No, we’re talking about ownership and which class of people in society are allowed to “own” goods.
> Does that mean larger wallets get larger votes and smaller wallets smaller ones…?
If it is something that can purchased multiple times from the same wallet, then sure, why not. But in most cases of purchases, one is all someone wants/needs. This would mean that the smaller wallet has the same voting power as the larger wallets.
Steam has done more to normalize digital "ownership" than any other org.
A whole generation of gamers has been brought up to think that they're buying "Steam" games when they're really buying PC games that artificially have a middleman now where one never had to be before.
Steam always treated games as collection items. They understood that gamers wanted to collect games and today most games bought are not even played, they are sold to be collected.
Unfortunately, even when purchased on steam, Ubisoft games will launch through the Ubisoft app (forgot what it's called), where they're free to make you sign up to play and advertise their subscription services to you.

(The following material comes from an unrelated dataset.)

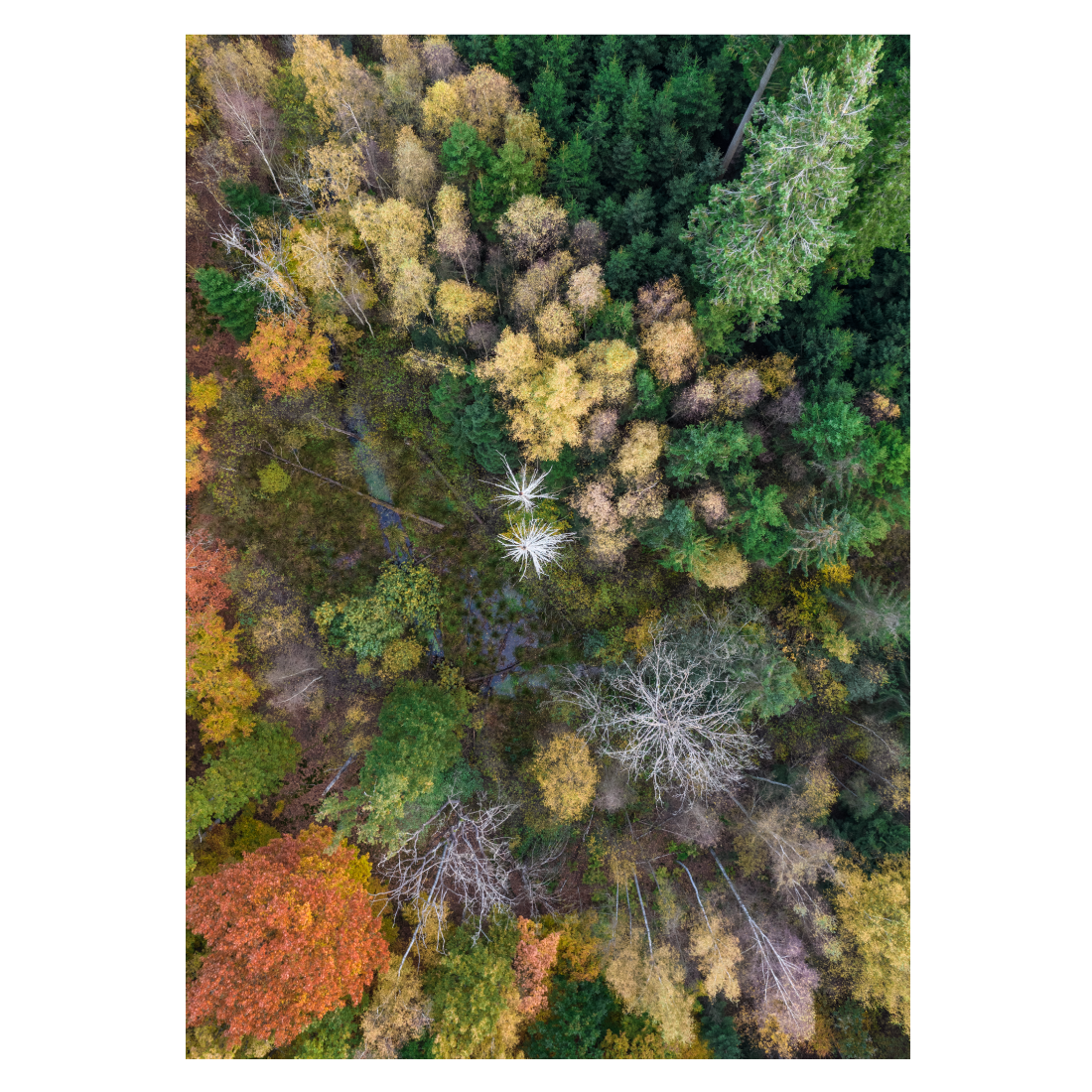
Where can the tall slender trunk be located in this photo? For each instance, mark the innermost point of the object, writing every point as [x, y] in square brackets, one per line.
[738, 140]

"If you resume your game at another time, your progress file is still there. That's not been deleted. You don't lose what you've built in the game or your engagement with the game. So it's about feeling comfortable with not owning your game."
He could just as well be telling the rest of Ubisoft (and the games industry) that in order for customers to be comfortable you need to not delete things and allow people to keep what they invested in the game, and that if you take things away from them then people won't be comfortable.